Shielded pools with attestation-gated entry can provide DeFi-like composability while maintaining a compliance perimeter. Our approaches on private payments and private trade settlement demonstrate this end-to-end.
How do we handle Travel Rule obligations with private transfers?
The Travel Rule requires originator and beneficiary information to accompany transfers above a threshold. In a shielded transfer, this information is hidden by default. The emerging pattern is to embed encrypted Travel Rule payloads within the transaction memo field, readable only by the recipient institution and, upon lawful request, by regulators holding a viewing key.
Zero-knowledge proofs can attest that the payload is well-formed and that both parties satisfy KYC requirements, without revealing the payload contents on-chain.
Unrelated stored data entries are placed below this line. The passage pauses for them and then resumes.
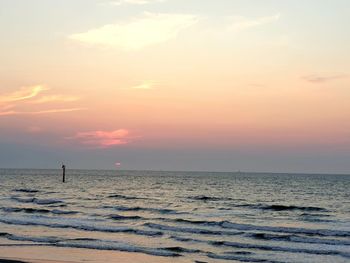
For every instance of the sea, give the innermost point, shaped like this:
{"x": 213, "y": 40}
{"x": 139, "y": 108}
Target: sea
{"x": 200, "y": 216}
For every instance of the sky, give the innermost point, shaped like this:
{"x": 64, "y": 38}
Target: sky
{"x": 207, "y": 85}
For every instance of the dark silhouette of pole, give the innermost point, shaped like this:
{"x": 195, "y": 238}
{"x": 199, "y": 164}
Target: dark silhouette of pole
{"x": 63, "y": 173}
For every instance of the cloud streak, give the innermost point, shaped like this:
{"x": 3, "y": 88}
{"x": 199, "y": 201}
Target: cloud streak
{"x": 148, "y": 30}
{"x": 103, "y": 139}
{"x": 147, "y": 85}
{"x": 240, "y": 23}
{"x": 319, "y": 79}
{"x": 24, "y": 93}
{"x": 8, "y": 113}
{"x": 134, "y": 2}
{"x": 12, "y": 103}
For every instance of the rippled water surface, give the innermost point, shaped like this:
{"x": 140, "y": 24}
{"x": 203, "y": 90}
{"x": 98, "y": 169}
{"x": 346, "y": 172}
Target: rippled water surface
{"x": 206, "y": 217}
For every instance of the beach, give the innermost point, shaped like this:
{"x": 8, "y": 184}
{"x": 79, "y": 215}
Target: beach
{"x": 44, "y": 254}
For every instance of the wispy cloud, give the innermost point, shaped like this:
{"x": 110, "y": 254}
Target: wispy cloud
{"x": 133, "y": 2}
{"x": 148, "y": 30}
{"x": 103, "y": 139}
{"x": 8, "y": 113}
{"x": 239, "y": 23}
{"x": 55, "y": 98}
{"x": 147, "y": 85}
{"x": 24, "y": 93}
{"x": 319, "y": 79}
{"x": 13, "y": 103}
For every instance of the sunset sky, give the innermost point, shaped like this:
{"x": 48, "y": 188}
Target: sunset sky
{"x": 215, "y": 85}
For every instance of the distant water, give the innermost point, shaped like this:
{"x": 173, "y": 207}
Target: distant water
{"x": 206, "y": 217}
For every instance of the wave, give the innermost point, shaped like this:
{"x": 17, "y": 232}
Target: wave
{"x": 31, "y": 210}
{"x": 120, "y": 217}
{"x": 248, "y": 227}
{"x": 24, "y": 190}
{"x": 191, "y": 230}
{"x": 283, "y": 207}
{"x": 90, "y": 243}
{"x": 147, "y": 209}
{"x": 279, "y": 248}
{"x": 36, "y": 200}
{"x": 117, "y": 196}
{"x": 240, "y": 258}
{"x": 207, "y": 198}
{"x": 295, "y": 230}
{"x": 299, "y": 239}
{"x": 87, "y": 225}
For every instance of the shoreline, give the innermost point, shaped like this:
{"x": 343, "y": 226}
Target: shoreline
{"x": 48, "y": 254}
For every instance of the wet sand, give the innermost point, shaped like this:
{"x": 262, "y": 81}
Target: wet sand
{"x": 43, "y": 254}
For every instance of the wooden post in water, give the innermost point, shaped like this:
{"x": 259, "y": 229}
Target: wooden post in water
{"x": 63, "y": 173}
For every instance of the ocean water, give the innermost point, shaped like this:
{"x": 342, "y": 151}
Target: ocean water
{"x": 205, "y": 217}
Several vendors are building Travel Rule compliance layers that integrate with shielded pool architectures.
Which privacy solutions are production-ready today?
Privacy-preserving KYC (zero-knowledge credential verification) is the most mature — several vendors offer production-grade solutions. L1 shielded pools are production for individual use but institutional adoption is still early. Privacy L2s are approaching mainnet but not yet production for institutional workloads. FHE-based solutions are at the proof-of-concept stage.
The honest answer: no single privacy architecture is fully production-ready for all institutional use cases today. The practical path is to pick the approach whose maturity matches your deployment timeline and risk tolerance.
How do viewing keys work for regulatory access?
Viewing keys are cryptographic keys that grant read-only access to shielded transaction data without granting transfer authority. A user or institution holds a spending key (for moving funds) and a separate viewing key (for disclosure). The viewing key can be shared with a regulator or auditor, who can then decrypt and verify specific transactions without seeing anything else in the pool.
The key properties: viewing keys are scoped (can be time-bounded or limited to specific accounts), they are read-only (no transfer authority), and they can be revoked. Dual-key architecture works in both L1 shielded pools and L2 privacy systems.
UTXO vs account model: which is better for privacy?
UTXO-based privacy (Railgun, Zcash-style) provides stronger unlinkability by default — each transaction consumes and creates new notes, breaking the connection between sender and receiver. Account-based privacy (Aztec, FHE-based) is more familiar to Ethereum developers and supports richer programmability, but requires more careful design to prevent linkability.
For institutional payments, UTXO models are simpler and better understood. For complex smart contract interactions (DeFi, derivatives), account-based privacy L2s offer more flexibility. The right choice depends on your use case rather than any absolute technical superiority.